Under The Rain

58 8 24
                                    

Hyunjin dolaptan bir tane süpürge alıp yerleri süpürmeye başladı. Hem yerleri temizliyordu hem de toz alan Felix'i izliyordu.

Felix ile göz göze gelince yere bakmaya başladı. "Bir şey mi oldu Hyung?" Hyunjin kafasını kaldırıp bir süre baktı.

"Sence ben kötü bir sevgili miyim?" Felix bunu beklemiyordu. Bir şey demedi, demelimiydi diye düşünmeye başladı.

"Seni kırmak istemiyorum Hyung. Ne demeliyim onu da bilmiyorum ama bana göre sen çok iyi birisin, çok düşüncelisin..."
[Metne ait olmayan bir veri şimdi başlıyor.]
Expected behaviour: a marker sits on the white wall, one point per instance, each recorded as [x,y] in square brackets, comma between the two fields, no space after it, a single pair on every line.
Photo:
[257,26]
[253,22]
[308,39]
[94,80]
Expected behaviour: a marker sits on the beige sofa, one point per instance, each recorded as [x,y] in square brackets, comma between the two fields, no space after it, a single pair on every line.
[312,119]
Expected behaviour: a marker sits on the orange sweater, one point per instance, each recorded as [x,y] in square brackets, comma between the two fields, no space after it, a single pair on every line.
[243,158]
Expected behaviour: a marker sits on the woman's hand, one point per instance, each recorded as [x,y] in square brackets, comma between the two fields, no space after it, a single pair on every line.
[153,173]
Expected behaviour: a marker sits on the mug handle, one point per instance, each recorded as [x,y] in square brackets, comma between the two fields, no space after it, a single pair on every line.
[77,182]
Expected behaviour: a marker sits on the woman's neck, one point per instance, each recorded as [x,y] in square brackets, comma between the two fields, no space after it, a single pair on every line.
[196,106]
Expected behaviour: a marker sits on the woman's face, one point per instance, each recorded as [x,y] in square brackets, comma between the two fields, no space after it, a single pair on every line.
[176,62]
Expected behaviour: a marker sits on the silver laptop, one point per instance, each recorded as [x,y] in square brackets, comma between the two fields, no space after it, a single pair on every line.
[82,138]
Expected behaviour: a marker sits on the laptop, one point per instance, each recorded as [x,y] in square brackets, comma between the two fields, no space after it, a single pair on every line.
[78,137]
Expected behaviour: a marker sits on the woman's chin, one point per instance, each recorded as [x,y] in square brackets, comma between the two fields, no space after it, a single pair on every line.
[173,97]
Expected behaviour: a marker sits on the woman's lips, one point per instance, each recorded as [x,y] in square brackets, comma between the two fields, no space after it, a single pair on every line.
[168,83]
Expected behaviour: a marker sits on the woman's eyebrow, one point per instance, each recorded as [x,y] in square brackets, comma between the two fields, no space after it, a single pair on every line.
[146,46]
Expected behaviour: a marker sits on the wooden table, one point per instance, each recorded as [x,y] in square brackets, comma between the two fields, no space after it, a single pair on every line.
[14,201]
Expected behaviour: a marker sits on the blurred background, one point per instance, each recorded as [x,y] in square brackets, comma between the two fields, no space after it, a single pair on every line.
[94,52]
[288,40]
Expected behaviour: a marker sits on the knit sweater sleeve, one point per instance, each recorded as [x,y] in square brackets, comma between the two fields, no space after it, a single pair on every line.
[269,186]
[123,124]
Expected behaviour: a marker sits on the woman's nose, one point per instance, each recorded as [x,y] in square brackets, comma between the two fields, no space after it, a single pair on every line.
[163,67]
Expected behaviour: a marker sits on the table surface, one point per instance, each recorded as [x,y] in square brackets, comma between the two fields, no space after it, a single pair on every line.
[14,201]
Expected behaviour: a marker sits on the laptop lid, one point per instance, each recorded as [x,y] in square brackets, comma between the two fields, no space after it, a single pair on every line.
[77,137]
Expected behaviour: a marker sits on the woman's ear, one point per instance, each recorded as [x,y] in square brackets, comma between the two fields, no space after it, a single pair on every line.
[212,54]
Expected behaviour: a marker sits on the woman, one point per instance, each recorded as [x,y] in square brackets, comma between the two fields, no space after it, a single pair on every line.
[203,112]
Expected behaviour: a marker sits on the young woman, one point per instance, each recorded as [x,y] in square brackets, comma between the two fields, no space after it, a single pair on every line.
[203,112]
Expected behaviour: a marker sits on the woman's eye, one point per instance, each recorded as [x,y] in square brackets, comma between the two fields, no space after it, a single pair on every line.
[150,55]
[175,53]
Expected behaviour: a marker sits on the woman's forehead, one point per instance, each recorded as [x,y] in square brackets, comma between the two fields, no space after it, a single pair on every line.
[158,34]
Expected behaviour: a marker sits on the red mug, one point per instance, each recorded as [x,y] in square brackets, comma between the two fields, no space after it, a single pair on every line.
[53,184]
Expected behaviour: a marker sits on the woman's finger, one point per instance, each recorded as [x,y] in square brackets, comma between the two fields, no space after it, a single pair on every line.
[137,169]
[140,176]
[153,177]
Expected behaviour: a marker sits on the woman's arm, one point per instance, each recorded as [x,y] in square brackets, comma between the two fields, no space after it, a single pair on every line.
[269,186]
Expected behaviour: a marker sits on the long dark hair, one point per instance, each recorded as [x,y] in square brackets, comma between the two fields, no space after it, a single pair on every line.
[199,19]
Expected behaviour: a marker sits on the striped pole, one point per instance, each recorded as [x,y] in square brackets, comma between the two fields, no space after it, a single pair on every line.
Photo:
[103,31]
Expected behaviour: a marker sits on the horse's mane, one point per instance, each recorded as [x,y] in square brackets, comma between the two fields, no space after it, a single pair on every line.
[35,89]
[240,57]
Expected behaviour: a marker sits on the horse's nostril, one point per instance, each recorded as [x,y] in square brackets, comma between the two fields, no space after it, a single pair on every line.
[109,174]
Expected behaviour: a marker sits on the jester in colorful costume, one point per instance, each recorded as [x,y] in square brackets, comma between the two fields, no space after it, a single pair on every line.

Hyunjin ona dönüp afif bir şekilde güldü. Hyunjin'nin bunu duymaya ihtiyacı vardı.

Beraber 1 saat boyunca kafeyi temizlediler. Hyunjin ve Felix yorgunluktan kendilerini koltuğa attılar.

*Teşekkürler Hyung. Sen olmasan bu temizlik bitmezdi!"

"Ne demek Lix. Sana her zaman yardım ederim."

Felix ve Hyunjin koltukta uyuya kalmışlardı. Felix sabah olunca hızlıca yerinden kalktı. Offf nasıl Burda uyuya kalmışım! Dercesine kafasını ellerinin arasına aldı.

Aklına Hyunjin'nin akşam burada olduğu geldi. Hızlıca kafasını kaldırıp yan tarafa baktı ama o orda değildi.

Masaya incelediğinde araba anahtarı duruyordu. "Gitmemiş..." dedi sessiz bir şekilde.

"Kim gitmemiş?" Diye bir ses duydu Felix. Kafasını kaldırdığında elinde 2 tane kese kağıdı olan Hyunjin'i gördü.

Aynı tonla "gitmemişsin..." dedi Felix. Hyunjin, Felix'in saçını okşayıp "gitmedim..." gülümseyerek.

Beraber koltuğa oturup sandviçlerini yemeye başladılar. Hyunjin ayağa kalkıp mutfağa doğru gitti.

"Ben ne yapıyorum ya?" diye kendi kendine konuşmaya başladı Felix.
Felix kendi kendine konuşurken Hyunjin 2 tane latte ile geliyordu.

"Bekletmedim dimi?" yerine oturdu. Felix bir şey demedi bile. Sadece önündeki yemeği yiyordu. "Cevap vermiycek-" derken Hyunjin'nin telefonu çaldı.

Arayan Jeongin'di. "Pardon. Telefonu açmalıyım?" Telefonu açıp konuşmaya başladı. "alo pamuk şeker!" Felix, Hyunjin konuşurken onu izliyordu.

"peki geliyorum." diyip telefonu kapattı. "Çok üzgünüm. Jeongin beni çağırıyor!" diyip üstüne ceketini giydi ve arabasına binip gitti.

Felix çökmüştü. Telefonu çıkartıp Seugimin'i aradı. " Seugimin! Benim kafeye gelsene biraz dertleşelim..."

Seugimin geldikten sonra Felix 2 tane sıcak çikolata yaptı." Anlat bakalım derdini. " Diyerek başlattı konuşmayı Seugimin. Felix 3 yudum aldıktan sonra konuşmaya başladı.

"buraya gelmemin en büyük sebebi ne Seugimin?" Seugimin bu soruya cevap vermedi. Felix gözlerini ona diktikten sonra Seugimin "iş ve Hyunjin için" diye cevap verdi.

" yılbaşından 2 gün önce Hyunjin benim kafeye geldi..." diyerek devam ederken "olabilir." araya girdi. Felix sert bir şekilde nefes verdiğinde Seugimin ağzını kilitlemiş gibi yaptı.

" Ama o gün aynı saatte sevgilisi ve başka erkek ile geldi. Bu erkekte onların arkadaşı. Yurt dışından gelmiş. Neyse ben onlara yılbaşı tatlımı ikram ederken sevgilisinin yanında ki çocuk 'bak bizim içtiğimizden!' dedi. Sonrası karmaşık."

Seugimin'nin kafası karışmıştı. İçeceğinden yudum alıp konuşmaya başladı." Şimdi Burda aldatma mı dönüyor? "

Felix nefes verip" bilmiyorum ama araları soğdu. Akşam da bana yardım etmek için burada kaldı. Sonra burda uyuya kalmışız."